Part 16: CES Letter Book of Abraham Questions [Section G]
by Sarah Allen
Facsimile 3, like Facsimile 1, is difficult to classify because it doesn’t have the standard features that it should if it was a “common” scene “discovered elsewhere in Egypt.” Once again, also just like Facsimile 1, there are accusations of the facsimile being “altered” and “wrong”. As Quentin Barney explains:
The assumption that parts of Facsimile No. 3 had been “changed” or “badly drawn” was held by the majority of individuals quoted in [Franklin] Spalding’s work. Archibald Henry Sayce, for example, argued that “the hieroglyphics, again, have been transformed into unintelligible lines,” and “hardly one of them is copied correctly.” William Flinders Petrie appeared to have trouble with both the text and the figures, stating that the figures were “badly drawn” and the text was “too badly copied.” Another claimed that “Cuts 1 and 3 are inaccurate copies of well-known scenes on funeral papyri.”
I haven’t mentioned Franklin Spalding yet, but his work will come up in a later post, so I wanted to take a quick moment to elaborate on that. Franklin Spalding was an Episcopalian Bishop who wrote to a bunch of Egyptologists about the Book of Abraham and then, in 1912, published the findings of those who responded that were critical of Joseph in a book titled Joseph Smith, Jr., as Translator: An Inquiry Conducted. B.H. Roberts, Joseph F. Smith, Hugh Nibley, and others rebutted this work, most notably in the February 1913 edition of The Improvement Era and in Nibley’s Abraham in Egypt. Jeremy Runnells quotes from several of these Egyptologists later, though, so we’ll discuss it all more than.

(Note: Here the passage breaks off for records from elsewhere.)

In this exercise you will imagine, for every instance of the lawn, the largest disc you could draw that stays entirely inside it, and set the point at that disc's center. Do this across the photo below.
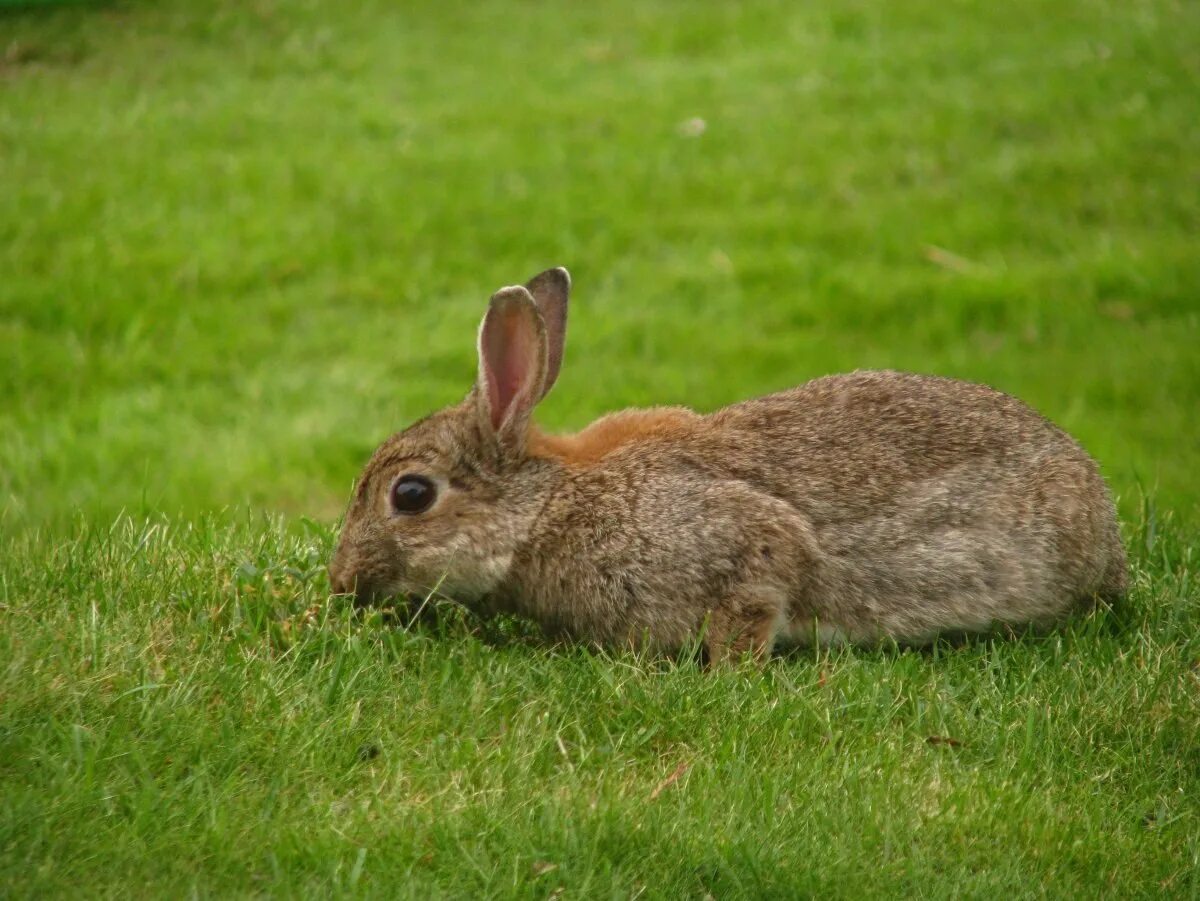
(240, 242)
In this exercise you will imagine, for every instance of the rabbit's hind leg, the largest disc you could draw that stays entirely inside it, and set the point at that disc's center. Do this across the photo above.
(745, 622)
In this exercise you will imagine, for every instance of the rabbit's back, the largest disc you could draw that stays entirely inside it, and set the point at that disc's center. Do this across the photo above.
(935, 503)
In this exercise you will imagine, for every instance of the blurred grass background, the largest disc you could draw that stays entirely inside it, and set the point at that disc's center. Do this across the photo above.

So, was the facsimile altered by Joseph or anyone else? We don’t know. We don’t have the original and there are no mentions of it being damaged or altered, but that’s yet another unanswerable question about the Book of Abraham. Anyway, these criticisms that the scene has been changed contribute to the fact that Facsimile 3 doesn’t fall neatly into categorization. Sometimes referred to as “the most neglected of the facsimiles,” much of what has been said about it has been incorrect.